What if a used car does not have maintenance records?

#1

I am a college kid looking to replace my '87 Accord with one in the 98-02 Range.



So far I am considering the following:



1998 Accord EX 104,000 miles

Only paperwork available is from recent work the dealer did before the car was put up for sale. Nothing from the previous owner.



2002 Accord EX 66,000 miles

No paperwork at all. The only known fact is that this car was leased and maintained by the dealership throughout the lease.



Should I immediately run from a car if the seller can’t provide maintenance paperwork even if the test-drive/mechanic inspection go OK?

Appreciate any advice. Thanks

#2

No, you don’t have to run. Most people keep few, if any, records of auto maintenance, and most cars purchased from dealers come with no records.

In this case an inspection by an independent mechanic is the only thing you can go by.

If the 2002 was maintained by the dealer they should have records. That doesn’t mean they will show them to you, just that they probably exist in a computer somewhere.

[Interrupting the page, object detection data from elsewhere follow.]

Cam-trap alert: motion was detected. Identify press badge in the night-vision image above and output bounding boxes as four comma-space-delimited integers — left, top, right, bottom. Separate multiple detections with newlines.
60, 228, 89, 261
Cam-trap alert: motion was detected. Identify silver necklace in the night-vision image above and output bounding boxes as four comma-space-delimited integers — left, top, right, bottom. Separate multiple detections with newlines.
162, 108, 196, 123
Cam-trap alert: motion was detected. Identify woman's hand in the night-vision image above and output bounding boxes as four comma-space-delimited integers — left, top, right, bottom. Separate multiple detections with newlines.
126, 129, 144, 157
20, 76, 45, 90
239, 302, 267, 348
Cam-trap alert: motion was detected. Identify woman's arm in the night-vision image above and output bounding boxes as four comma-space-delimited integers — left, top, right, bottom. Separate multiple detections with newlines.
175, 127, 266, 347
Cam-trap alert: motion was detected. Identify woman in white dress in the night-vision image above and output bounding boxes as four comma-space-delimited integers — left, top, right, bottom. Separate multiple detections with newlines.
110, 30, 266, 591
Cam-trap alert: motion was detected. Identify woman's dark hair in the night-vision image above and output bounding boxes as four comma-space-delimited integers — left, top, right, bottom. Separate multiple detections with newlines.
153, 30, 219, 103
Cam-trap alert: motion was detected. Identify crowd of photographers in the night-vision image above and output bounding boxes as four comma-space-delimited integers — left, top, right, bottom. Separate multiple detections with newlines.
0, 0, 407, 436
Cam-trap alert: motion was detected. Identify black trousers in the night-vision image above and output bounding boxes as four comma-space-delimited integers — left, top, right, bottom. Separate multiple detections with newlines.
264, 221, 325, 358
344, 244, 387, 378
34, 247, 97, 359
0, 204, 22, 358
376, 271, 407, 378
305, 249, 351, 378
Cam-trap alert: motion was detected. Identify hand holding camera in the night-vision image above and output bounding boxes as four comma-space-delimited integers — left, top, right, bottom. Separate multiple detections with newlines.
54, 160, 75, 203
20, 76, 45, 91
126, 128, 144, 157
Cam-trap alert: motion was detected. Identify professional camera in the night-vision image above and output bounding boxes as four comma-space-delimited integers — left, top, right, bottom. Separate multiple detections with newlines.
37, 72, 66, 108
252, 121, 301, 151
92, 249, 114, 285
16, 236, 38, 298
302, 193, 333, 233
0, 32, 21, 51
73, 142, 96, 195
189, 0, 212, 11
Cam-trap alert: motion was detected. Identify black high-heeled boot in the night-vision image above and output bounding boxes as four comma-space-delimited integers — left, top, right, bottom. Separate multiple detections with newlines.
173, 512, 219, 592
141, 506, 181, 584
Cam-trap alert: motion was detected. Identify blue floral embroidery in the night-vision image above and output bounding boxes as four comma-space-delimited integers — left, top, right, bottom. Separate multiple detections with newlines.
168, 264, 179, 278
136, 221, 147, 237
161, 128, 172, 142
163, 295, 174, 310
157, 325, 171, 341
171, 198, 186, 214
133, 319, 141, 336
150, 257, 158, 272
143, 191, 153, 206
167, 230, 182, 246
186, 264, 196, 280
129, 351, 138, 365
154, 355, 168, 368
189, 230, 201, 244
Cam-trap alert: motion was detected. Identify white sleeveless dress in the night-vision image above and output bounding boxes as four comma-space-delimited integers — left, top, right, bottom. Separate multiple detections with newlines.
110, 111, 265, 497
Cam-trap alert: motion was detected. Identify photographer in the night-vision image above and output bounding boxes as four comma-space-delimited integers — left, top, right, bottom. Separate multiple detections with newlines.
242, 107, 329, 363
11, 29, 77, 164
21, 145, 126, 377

If no one can prove the '98 has had a timing belt replacement I would assume it needs one NOW.

#3

Either car could be a time bomb or a pleasure. The best way of being assured is to avoid the dealer and purchase a private sale car(typically much better price) with full stack of maintenance receipts.

#4

what about a car fax report.that should give you a start.and if you ask the dealership if you can see the maintence done at their shop i dont think thay would say no.

#5

what about a car fax report.

#6

IMHO car fax reports are almost useless.

#7

A carfax report is very helpful for detecting deliberate fraud like odometer rollbacks or salvage titles that have been “cleaned” through various means, but they give no indication of how well a vehicle has been maintained.

It would be nice if cars came with service records, but usually they don’t so you have to look for other clues as to how well the car has been maintained. This is another reason IMHO to buy from a private party because if you buy a car from a dealer, even if the car has been abused in the past they’ll usually change any fluids and do any visibly necessary maintenance before they put it out on the lot. With a private party, generally a neglectful owner won’t know what maintenance to do to cover up their neglectfulness and an inspection by you or your mechanic should catch it.

#8

greassyjack thanks for that info about carfax.i was under the impression that you got alot of maintence info from the carfax.never had to use one thanks for the info rob

#9

What I do is assume that most maintenance was not done. Then you are up for a tranny oil change and a timing belt and a coolant change as such. I just drop $1500 ballpark from the price. Rarely I have seen even a private party to have decent records. My last two cars that I sold I had every piece of repair receipt or the part receipt (since I did most of it myself) but the buyers were not interested and thought it was trash. I made sure that they knew when the T belt was due.

#10

Most people don’t keep full maintenance records; even on cars that were well maintained. That would be a non-issue IMHO.

As an example of how worthless CarFax reports are consider a couple of my old cars (now gone).
One was on a “Salvage Title” for about 8 years - with CF showing a clear and clean title for the entire 8 years.
Another of my cars was shown by CF to be “currently stolen”. Since the car’s history was verifiable and it was parked in my driveway at the time, that report was also totally worthless.

CF was also incorrect about one of my son’s cars. The car had been broken into and the stereo stolen. CF reported it as a “total wreck”. (Hardly, since the only damage was a T-top and the plastic console around the radio.)

CF can help on a few things but should not taken as Gospel that a clean CF report means a great car. CF is more of a sales tool for car dealers than anything else IMHO.